His jaw flexes, and for the first time tonight, he doesn’t laugh.

The woman’s eyes shift to me, and her smile fades. There’s something about her. She’s not just some lunatic with a weapon. Nobody walks the streets at night carrying a sword unless they know exactly how and when to use it.

“Are you lost, sweetheart?” Pyotr straightens, stepping back just enough to create space between them. He tries to play it cool, his voice thick with fake charm, but I know him well. I see the stiffness in his shoulders, the twitch in his jaw. He suspects the same thing I do.

This isn’t some lost girl. She’s a predator. And she looks dangerous.

Her smile returns, sharper this time, and she twirls the sword once, like it weighs nothing.

“Lost?” she echoes, tilting her head. “No. I know exactly where I am. The better question is…are you?”

There goes that laugh of his, one meant to remind everyone who’s in charge.

He slides a hand into his coat pocket, tugging it wide so she can see the gun’s handle. Her gaze flicks down for half a heartbeat, then back up, unbothered and unimpressed.

If anything, the corner of her mouth tips higher.

“Just out here for an evening walk with my son,” he says. “Any particular reason you’re carrying that around? You even know how to use one of those?”

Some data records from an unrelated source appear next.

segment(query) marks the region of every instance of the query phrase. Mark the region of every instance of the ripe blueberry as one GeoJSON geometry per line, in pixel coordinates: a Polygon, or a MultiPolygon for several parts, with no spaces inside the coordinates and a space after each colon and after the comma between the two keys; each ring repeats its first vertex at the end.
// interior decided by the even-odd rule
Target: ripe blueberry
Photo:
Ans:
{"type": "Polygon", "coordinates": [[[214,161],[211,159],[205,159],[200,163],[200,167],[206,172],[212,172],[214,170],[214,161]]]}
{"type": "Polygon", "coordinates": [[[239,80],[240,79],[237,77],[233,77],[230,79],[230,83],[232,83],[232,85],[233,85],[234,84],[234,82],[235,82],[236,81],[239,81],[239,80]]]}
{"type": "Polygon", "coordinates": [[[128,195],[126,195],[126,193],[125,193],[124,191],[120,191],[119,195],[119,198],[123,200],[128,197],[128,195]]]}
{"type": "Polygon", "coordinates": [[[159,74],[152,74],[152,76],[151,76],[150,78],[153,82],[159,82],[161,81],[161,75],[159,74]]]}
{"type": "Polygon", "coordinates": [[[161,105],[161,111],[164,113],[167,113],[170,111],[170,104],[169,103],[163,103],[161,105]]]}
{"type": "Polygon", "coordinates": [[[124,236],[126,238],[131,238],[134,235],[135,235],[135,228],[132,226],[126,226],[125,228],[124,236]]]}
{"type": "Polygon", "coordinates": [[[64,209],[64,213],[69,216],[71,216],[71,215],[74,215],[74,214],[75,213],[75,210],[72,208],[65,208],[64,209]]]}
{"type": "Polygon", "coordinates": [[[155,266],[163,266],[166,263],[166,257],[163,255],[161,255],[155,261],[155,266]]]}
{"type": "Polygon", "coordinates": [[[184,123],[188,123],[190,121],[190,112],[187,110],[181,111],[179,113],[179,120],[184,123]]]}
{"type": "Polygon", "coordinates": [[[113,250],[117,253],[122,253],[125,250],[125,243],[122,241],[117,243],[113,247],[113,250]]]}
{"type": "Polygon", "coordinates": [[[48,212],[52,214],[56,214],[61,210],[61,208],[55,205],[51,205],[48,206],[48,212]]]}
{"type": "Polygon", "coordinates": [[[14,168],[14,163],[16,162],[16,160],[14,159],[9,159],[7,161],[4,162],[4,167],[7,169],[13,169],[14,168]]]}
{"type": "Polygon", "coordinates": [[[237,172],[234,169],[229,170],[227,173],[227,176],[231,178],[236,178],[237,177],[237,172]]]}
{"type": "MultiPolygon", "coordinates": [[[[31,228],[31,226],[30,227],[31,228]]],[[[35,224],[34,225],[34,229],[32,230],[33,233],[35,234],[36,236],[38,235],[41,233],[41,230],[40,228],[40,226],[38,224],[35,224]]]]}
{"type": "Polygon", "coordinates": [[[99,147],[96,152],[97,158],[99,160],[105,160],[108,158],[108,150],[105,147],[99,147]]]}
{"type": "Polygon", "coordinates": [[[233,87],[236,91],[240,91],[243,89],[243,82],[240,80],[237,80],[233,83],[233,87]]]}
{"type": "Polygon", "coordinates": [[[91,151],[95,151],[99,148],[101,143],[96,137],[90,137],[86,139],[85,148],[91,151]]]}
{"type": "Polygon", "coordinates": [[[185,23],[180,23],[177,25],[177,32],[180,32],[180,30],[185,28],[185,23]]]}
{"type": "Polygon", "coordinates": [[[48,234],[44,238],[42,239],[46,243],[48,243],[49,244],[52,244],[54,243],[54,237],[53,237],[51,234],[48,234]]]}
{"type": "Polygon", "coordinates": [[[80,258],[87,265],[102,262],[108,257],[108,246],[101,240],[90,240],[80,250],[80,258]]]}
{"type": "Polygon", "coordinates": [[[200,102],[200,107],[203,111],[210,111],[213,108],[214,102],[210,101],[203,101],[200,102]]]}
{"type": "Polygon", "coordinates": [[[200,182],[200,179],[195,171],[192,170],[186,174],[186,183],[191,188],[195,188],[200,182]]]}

She taps the flat of the blade against her thigh. “This thing? Oh, I picked it up on a little trip. Cool, right? I wasn’t planning on it, but the second I saw it…” Her grin widens. “I knew I just had to get my hands on it.”

“That’s…quite the souvenir.”

She shrugs, never breaking eye contact. “What can I say? I always get what I want.”

The street goes quiet. Just the buzz of the dying lamp above us and the weight of the moment between them. No more banter. No more disguises. It’s as if both of them know exactly what happens next. The pleasantries are over, and blood is inevitable.

I scoot back, away from the pole, ready to bolt the second things go south. Because once she’s done with him, I know where that blade’s turning. And I don’t have an ounce of fight left in me.

But what if…

No. She’s not here to save you. No one ever is. Remember that.

The thought barely forms before both bodies move. Pyotr reaches into his waistband, and the woman’s sword arcs through the air. A gunshot cracks, followed by a dull thud, and a clattering of something heavy hitting concrete.

It takes a full heartbeat before I understand what I’m seeing. Blood patters onto the concrete, spreading fast as Pyotr’s severed hand lies a few feet away, curled like it’s still trying to hold the weapon.

“You…crazy—”

The word never makes it out. Metal sings through the air and opens his throat in a single, perfect line. My breath catches, and I’m frozen. I can only watch as the man I’ve hated, the one I’ve dreamed of killing for so long, stumbles toward death without me lifting a finger.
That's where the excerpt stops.